The programs at Yale and Princeton also outnumber Harvard in the size of their creative writing faculty. At Yale, students can concentrate in writing within the English department, and Princeton offers a certificate in creative writing, according to the program websites.

“Both of our schools have a lot of money, and nurturing your voice as a creative writer pays giant dividends for your soul,” Guy wrote.


After graduating from Harvard without writing a creative thesis, Cook-Stuntz says he has mostly stopped pursuing the craft.

He never wrote his screenplay after his thesis proposal was denied. Now, he is content to kick around ideas, write notes, and “file it away in case I ever decide to come back to it.”

Although students who have taken creative writing classes agree that raising the limit past 12 students per class would reduce the effectiveness of the workshop experience, many emphasize the importance of adding more opportunities for students of all levels.
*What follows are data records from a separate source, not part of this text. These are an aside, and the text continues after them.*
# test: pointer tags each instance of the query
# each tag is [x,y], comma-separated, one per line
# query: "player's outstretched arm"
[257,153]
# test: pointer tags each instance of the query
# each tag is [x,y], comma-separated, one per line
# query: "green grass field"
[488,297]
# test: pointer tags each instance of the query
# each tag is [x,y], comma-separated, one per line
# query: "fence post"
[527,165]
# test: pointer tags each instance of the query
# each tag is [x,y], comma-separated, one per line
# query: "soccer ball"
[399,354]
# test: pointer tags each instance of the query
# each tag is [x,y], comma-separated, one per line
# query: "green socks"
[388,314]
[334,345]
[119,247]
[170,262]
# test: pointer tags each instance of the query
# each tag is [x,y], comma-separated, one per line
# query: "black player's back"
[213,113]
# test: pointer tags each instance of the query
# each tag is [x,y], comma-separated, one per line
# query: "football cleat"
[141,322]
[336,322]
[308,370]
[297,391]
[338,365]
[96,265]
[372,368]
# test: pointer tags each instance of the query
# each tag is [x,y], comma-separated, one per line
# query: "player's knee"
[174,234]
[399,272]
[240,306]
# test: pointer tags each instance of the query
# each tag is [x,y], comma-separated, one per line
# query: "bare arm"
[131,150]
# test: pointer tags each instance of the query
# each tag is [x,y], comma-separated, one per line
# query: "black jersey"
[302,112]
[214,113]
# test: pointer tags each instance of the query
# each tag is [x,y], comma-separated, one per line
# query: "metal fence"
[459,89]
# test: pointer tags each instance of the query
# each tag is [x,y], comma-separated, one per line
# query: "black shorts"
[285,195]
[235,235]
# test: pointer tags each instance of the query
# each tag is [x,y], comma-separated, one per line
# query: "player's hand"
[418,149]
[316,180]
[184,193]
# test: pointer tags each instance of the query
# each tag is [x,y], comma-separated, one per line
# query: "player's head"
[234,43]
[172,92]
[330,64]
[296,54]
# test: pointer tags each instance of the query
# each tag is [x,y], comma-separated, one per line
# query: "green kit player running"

Leslie proposed that the program offer a “true” introductory class with more students, perhaps doing the workshopping in smaller sections.

The main obstacle to this solution, for both students and administrators within the department, has been concerns about quality over quantity.

“Our students have a truly remarkable record of having their work published and produced, of landing spots in the world’s top graduate writing programs with outstanding funding, and of forging stellar careers in the world of letters,” Johnston wrote in an email, adding that the personal attention from world-class writers that the current program offers would be difficult to preserve with any major expansion.

The long-term solution—the hiring of more full-time faculty or lecturers—is partially out of the department’s hands, with higher ups in the Faculty of Arts and Sciences largely responsible for such confidential, large-scale solutions.

But recently, a more immediate and perhaps revolutionary change has been put on the table. At this Monday’s meeting of the department’s student advisory committee, students proposed the creation of a large, open-enrollment introductory class. The class would be taught in a lecture format, in order to accommodate more students who have a strong desire to take creative writing.

This proposal, which is now being discussed by the department, would be a solution to “part of the problem,” Leslie said. But more importantly, it would be the first step in a much called for expansion of an already high-quality program.

“Harvard likes to be number one, and in this area, it’s not,” Thomas says.

—Staff writer Gina K. Hackett can be reached at

This article has been revised to reflect the correction:


Due to an editing error, an earlier version of this article incorrectly stated that Samuel D. Cook-Stuntz ’10 did not take a creative writing course at Harvard. In fact, he took one creative writing class in his senior year.